Lambo hit for the cycle on April 8, 2013, the first cycle in Altoona Curve history. After he hit .284 with 24 doubles, 5 triples, 31 home runs and 97 RBI in 117 games split between Altoona and Indianapolis, the Pirates announced on August 12, 2013, that Lambo would be called up to Major League Baseball for the first time on August 13. He was optioned back to Indianapolis on August 18, and recalled on August 24. On September 28, 2013, Lambo hit his first and only career home run, a pinch-hit home run in the 6th inning against Cincinnati Reds pitcher Logan Ondrusek, the 6th home run hit by the Pirates that day. After the season, Lambo earned the organization's Minor League Player of the Year award after his 32 home runs ranked fourth among all minor league players. Lambo played winter baseball in Venezuela and played first base to prepare for the upcoming season.

For the Pirates, Andrew Lambo played in eight games in 2013, six games in 2014 and eight games in 2015, each in left or right field, except for one game at first base in 2014.

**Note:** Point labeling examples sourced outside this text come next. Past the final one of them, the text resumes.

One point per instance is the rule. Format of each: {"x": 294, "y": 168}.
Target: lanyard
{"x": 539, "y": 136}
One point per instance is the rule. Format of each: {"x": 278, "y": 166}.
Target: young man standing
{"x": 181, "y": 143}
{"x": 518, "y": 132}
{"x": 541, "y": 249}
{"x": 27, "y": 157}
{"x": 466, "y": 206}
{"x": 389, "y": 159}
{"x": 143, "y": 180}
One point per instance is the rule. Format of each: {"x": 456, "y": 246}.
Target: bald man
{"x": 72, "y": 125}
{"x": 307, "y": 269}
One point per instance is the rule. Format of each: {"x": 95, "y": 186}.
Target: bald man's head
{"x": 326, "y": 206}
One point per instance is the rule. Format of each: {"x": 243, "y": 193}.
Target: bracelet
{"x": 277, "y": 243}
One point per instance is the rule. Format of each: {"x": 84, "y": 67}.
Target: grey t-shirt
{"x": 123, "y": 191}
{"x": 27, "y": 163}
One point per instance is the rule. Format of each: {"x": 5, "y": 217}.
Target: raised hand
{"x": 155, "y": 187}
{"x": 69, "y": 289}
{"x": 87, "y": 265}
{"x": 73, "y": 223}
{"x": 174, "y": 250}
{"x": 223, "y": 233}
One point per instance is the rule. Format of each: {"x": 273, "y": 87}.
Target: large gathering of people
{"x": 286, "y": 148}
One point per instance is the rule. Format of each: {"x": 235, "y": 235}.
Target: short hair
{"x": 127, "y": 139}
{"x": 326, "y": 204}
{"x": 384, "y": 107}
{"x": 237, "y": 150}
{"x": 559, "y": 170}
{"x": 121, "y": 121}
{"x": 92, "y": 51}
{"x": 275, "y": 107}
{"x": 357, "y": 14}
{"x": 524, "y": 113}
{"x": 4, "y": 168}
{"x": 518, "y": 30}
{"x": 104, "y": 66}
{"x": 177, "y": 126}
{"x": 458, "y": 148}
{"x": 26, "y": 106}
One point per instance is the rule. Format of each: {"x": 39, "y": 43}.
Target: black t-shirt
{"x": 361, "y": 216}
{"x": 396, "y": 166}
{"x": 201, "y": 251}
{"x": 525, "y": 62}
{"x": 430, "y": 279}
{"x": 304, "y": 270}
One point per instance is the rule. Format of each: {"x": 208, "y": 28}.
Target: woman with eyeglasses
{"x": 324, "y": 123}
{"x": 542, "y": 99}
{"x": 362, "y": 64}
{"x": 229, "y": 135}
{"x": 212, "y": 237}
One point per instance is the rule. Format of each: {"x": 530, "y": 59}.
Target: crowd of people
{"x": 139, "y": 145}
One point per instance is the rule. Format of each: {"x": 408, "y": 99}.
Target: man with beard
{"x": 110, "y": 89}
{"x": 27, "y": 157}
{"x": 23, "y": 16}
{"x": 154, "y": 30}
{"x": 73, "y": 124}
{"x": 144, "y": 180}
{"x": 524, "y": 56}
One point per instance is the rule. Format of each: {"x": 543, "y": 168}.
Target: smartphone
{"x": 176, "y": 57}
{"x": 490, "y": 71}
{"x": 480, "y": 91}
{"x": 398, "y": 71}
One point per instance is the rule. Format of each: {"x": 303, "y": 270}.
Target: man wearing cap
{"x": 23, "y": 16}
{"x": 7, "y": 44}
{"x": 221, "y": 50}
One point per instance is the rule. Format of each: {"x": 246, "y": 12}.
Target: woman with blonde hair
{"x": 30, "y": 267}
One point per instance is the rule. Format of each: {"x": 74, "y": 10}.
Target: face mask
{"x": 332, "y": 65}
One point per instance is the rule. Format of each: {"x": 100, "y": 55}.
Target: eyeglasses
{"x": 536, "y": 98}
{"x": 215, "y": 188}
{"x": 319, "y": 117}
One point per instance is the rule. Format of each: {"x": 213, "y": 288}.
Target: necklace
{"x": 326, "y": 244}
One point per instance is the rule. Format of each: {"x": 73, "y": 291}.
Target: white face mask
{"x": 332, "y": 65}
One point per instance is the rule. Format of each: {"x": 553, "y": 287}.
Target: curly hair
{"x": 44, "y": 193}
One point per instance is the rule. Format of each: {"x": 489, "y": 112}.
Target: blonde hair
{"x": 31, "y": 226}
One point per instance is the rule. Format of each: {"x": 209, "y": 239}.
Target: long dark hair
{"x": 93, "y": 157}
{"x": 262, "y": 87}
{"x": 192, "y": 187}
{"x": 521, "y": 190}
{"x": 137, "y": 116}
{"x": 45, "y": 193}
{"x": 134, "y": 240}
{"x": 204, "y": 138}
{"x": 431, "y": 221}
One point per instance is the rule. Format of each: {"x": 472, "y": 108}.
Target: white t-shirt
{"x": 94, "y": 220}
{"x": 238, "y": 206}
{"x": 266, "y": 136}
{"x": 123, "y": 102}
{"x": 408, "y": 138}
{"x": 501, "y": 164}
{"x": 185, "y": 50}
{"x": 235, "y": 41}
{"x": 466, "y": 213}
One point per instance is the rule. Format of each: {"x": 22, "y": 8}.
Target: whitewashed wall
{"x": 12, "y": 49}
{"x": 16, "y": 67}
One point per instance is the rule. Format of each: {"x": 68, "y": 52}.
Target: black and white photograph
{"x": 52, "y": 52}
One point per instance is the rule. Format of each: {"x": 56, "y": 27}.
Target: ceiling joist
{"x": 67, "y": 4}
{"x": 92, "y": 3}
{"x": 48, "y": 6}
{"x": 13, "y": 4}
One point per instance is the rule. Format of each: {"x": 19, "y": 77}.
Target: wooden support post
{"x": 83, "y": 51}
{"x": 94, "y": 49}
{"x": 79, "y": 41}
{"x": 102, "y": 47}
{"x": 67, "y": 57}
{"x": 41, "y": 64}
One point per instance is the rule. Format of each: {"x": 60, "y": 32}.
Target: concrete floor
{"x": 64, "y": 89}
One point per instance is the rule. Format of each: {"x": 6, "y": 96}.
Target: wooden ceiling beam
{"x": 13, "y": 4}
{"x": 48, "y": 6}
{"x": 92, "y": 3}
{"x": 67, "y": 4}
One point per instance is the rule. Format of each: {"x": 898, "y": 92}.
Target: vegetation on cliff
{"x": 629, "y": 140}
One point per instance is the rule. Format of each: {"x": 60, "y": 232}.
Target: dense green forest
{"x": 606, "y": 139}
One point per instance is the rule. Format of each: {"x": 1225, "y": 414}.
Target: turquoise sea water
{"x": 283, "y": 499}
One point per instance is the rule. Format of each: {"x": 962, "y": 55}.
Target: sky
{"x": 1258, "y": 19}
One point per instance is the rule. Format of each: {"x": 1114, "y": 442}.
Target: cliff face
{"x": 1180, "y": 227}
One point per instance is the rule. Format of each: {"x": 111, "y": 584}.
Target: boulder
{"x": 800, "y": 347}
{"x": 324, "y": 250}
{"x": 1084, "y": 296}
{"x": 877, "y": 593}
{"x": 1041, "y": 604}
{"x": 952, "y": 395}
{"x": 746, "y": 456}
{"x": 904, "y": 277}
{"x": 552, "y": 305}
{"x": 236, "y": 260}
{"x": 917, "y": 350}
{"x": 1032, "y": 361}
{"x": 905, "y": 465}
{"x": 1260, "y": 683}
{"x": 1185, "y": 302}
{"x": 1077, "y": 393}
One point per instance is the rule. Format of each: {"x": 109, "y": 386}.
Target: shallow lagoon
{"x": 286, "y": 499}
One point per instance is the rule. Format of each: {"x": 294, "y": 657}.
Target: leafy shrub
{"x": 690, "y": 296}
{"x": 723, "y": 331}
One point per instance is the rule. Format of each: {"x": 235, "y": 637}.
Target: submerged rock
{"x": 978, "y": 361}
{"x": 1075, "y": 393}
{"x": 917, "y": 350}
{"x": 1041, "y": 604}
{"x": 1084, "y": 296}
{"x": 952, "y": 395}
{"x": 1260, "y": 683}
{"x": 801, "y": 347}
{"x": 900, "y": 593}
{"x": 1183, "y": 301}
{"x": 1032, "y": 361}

In the fourth inning on Sunday, September 14, 2014, in his only career game played at first base, Lambo was a part of the Pirates first triple play in PNC Park history, a 5-4-3 triple play from Josh Harrison to Neal Walker to Andrew Lambo against the Chicago Cubs.

===Oakland Athletics===
Lambo was claimed off waivers by the Oakland Athletics on November 6, 2015. He made the Athletics' Opening Day roster. In June 2016, Lambo was diagnosed with testicular cancer. He underwent surgical treatment, after which he made a full recovery. On October 6, 2016, Lambo was outrighted off of the 40-man roster and elected free agency on October 9. Lambo was resigned to a minor league contract for 2017. He played just 12 games with the Triple-A Nashville Sounds before landing on the disabled list with an injured wrist. Though cleared to play, he was released by the Athletics on May 14, 2017.

===Bridgeport Bluefish===
On June 6, 2017, Lambo signed with the Bridgeport Bluefish of the Atlantic League of Professional Baseball. In 67 games he hit .293/.360/.423 with 5 home runs, 33 RBIs and 2 stolen bases.

===Lancaster Barnstormers===
On November 1, 2017, Lambo was drafted by the Lancaster Barnstormers in the Bridgeport Bluefish dispersal draft.